強引でロマンチストなホテル王に溺愛されました。
恋の始まる場所
 ――そして、翌朝。


「まだ怒っているのか? 謝っただろう?」

 黙々と朝食を共にしながら、目の前のケントが呆れたように言ってくる。

 そんな様子がさらに怒りを買っているというのが分からないんだろうか?


 今朝、目が覚めたら私は彼の腕の中にいた。

 備え付けのソファーは小さくて、私ですら寝れそうにない。
 だから仕方なくキングサイズのベッドの端っこで眠っていたはずなんだけど……。


 朝になったら二人でベッドの真ん中にいて、私はケントの腕に抱き込まれている状態だった。


 でもそれだけならここまで怒らない。
 寝ている間の寝相なんて分からないし、私から彼の方に近づいてしまったのかも知れない。

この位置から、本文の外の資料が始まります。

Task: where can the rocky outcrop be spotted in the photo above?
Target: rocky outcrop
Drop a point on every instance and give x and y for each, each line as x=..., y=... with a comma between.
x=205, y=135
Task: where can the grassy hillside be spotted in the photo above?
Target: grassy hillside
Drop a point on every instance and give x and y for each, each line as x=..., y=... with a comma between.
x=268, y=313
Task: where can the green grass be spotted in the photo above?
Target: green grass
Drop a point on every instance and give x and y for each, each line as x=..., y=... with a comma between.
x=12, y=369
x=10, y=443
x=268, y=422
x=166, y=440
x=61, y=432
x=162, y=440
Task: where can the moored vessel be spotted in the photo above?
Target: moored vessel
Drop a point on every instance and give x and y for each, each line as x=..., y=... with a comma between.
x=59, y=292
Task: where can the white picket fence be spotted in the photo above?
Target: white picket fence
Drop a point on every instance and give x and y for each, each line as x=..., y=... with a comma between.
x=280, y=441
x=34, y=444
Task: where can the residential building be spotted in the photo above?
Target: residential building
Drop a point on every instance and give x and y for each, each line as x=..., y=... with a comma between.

 だから怒ったりはしないけど、早々に腕の中から抜け出そうとした。

 なのに……。


 朝が弱くて寝ぼけていたケントは、抜け出そうとした私をギュッと抱き込み、あろうことか服の中に手を入れて来たんだ。

 素肌に直接触れる男性らしい硬い手が、腰の辺りを撫でてゾクゾクした。


 寝ぼけているとはいえ、昨日抱かないと約束したばかりだというのに。

 怒りに任せて散々叫び暴れて、やっと離してもらえたんだ。


 朝から疲労感でいっぱいになった。